WINNIPEG -- Manitoba aboriginal leaders say they face a closed door at an upcoming conference on missing and murdered women that does include provincial governments and national First Nations leaders.

"They seem to be planning a high-level event, bringing guests in from national aboriginal organizations, and being content in excluding regional and local perspectives," Derek Nepinak, grand chief of the Assembly of Manitoba Chiefs, said Thursday.

"I think that for far too long, people have observed these boardroom tables at 35,000 feet, parachuting solutions into our communities. And, unfortunately, I don't think that's the answer. The answer comes from ... community-based organizations."

Nepinak said the Manitoba government, which is host to the National Aboriginal Women's Summit Nov. 1-2 in Winnipeg, has told him there is no room for regional or local groups at the meeting.

Manitoba Aboriginal and Northern Affairs Minister Eric Robinson was not immediately available for comment.

The summit, the third of its kind in the last seven years, includes provincial and territorial ministers responsible for aboriginal affairs or the status of women, as well as national groups such as the Assembly of First Nations. Previous meetings have focused primarily on social conditions faced by aboriginal women.

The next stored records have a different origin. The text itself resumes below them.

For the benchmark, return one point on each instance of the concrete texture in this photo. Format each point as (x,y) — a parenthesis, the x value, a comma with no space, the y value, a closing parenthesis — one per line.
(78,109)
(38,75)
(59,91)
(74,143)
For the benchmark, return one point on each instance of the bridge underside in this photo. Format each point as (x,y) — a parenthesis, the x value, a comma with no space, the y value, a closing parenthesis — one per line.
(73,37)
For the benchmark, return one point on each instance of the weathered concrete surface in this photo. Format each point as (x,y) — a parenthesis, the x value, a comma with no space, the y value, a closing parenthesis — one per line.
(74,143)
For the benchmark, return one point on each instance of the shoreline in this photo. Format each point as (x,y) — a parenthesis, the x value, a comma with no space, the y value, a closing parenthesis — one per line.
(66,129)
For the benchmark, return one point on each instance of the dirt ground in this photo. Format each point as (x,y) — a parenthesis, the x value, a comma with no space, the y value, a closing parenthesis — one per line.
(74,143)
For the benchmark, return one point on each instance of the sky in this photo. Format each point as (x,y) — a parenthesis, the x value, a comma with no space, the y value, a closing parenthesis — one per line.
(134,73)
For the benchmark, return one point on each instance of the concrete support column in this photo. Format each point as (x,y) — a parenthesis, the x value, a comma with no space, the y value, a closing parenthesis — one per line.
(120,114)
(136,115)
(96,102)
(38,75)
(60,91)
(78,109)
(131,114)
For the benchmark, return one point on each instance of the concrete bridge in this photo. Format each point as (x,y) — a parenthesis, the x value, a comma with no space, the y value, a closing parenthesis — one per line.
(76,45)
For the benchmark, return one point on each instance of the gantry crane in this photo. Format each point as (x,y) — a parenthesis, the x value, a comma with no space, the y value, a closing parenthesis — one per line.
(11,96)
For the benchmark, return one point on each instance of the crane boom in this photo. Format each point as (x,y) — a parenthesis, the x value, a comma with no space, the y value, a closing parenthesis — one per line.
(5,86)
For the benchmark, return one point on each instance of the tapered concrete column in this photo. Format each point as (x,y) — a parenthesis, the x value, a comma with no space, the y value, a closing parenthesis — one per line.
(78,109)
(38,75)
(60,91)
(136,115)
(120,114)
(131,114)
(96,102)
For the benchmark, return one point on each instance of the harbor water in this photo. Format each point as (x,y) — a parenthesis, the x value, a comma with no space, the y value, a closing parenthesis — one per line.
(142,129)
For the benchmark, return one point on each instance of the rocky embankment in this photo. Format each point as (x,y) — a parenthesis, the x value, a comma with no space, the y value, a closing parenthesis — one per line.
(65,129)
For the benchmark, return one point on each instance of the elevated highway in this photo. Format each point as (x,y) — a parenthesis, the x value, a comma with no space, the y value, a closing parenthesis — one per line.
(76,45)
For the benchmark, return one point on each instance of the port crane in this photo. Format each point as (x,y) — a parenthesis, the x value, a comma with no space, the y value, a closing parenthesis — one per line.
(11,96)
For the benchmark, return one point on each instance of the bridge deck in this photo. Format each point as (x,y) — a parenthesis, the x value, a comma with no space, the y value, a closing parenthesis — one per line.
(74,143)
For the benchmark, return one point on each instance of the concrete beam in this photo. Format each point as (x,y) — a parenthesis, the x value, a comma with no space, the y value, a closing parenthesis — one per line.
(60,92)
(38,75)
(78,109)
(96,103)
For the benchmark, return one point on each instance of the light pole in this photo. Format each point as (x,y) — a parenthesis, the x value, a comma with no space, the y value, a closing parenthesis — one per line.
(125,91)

The Winnipeg meeting is to deal mostly with the hundreds of native women that have been killed or reported missing across Canada. Aboriginal groups have been pushing the federal government to call a public inquiry.

The call in Manitoba has grown louder since the arrest earlier this year of Shawn Lamb, a drifter accused of second-degree murder in the deaths of three aboriginal women between September 2011 and this past June. Two of the women's bodies were found wrapped in plastic near garbage bins. The body of the third alleged victim has never been recovered. Police unsuccessfully searched a city landfill for her body earlier this month.

Because of the exclusion from the summit, the Assembly of Manitoba Chiefs, the Southern Chiefs Organization and other First Nations groups in the province are planning their own meeting at the same time.

"We believe that the solutions exist in the communities, not from closed boardrooms," Nepinak said.